24-year-old Apprentice finalist Luisa Zissman caused a bit of a furore on Twitter when she showed off a sneak pic of her new firm’s logo. The logo sees her company calling itself ‘Bakers Toolkit’, clearly missing an apostrophe:
Zimmerman, and her apostrophe-free logo.
Her Twitter followers were quick to point out the mistake, to which she initially responded, "Can you all help me out as I’m crap at grammar. Is it bakers toolkit or baker’s toolkit with an apostrophe?! X"
There ensued much debate as to whether it should be Baker’s or Bakers’, with most people suggesting that since she was aiming the business at more than one baker, it should be Bakers’.
Well far be it from me to risk annoying the Twittersphere any further, but I think those saying it should be Bakers’ because there is likely to be more than one baker, are simply wrong.
While her business is indeed aimed at multiple bakers, I can only assume that each baker will only require one toolkit. The bakers are not sharing a single toolkit – so it is not the Bakers’ Toolkit.

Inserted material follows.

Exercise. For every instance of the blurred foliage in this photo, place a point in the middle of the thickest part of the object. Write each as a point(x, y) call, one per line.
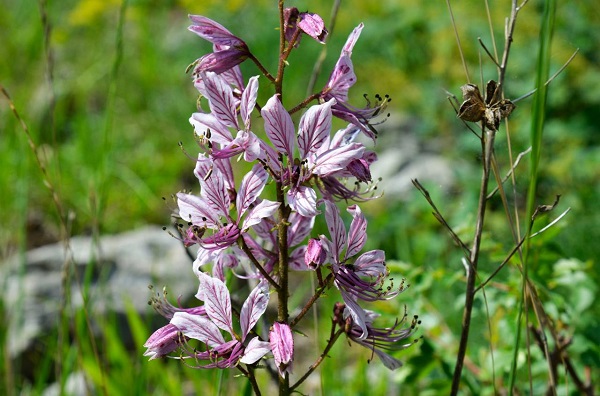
point(112, 158)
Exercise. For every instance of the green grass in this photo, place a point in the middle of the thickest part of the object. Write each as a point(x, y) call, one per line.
point(122, 100)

We don’t yet know exactly what this business will entail, but assuming that each baker has their own toolkit, it should surely be Baker’s Toolkit. Even if she sells a Baker’s Toolkit to more than one baker, each will still be in possession of a Baker’s Toolkit, right? If I buy her product or service, I will have bought myself a Baker’s Toolkit. Collectively, we have all bought Bakers’ Toolkits.
If, on the other hand, they are all going to share one toolkit, it would then be Bakers’ Toolkit. Perhaps we won’t know for sure until we know more about her business. So come on Luisa, will they each have a toolkit or all share one? I want this cleared up!
But failing all else, you could always call it Toolkits4Bakers. As in Phones4U. No apostrophe required.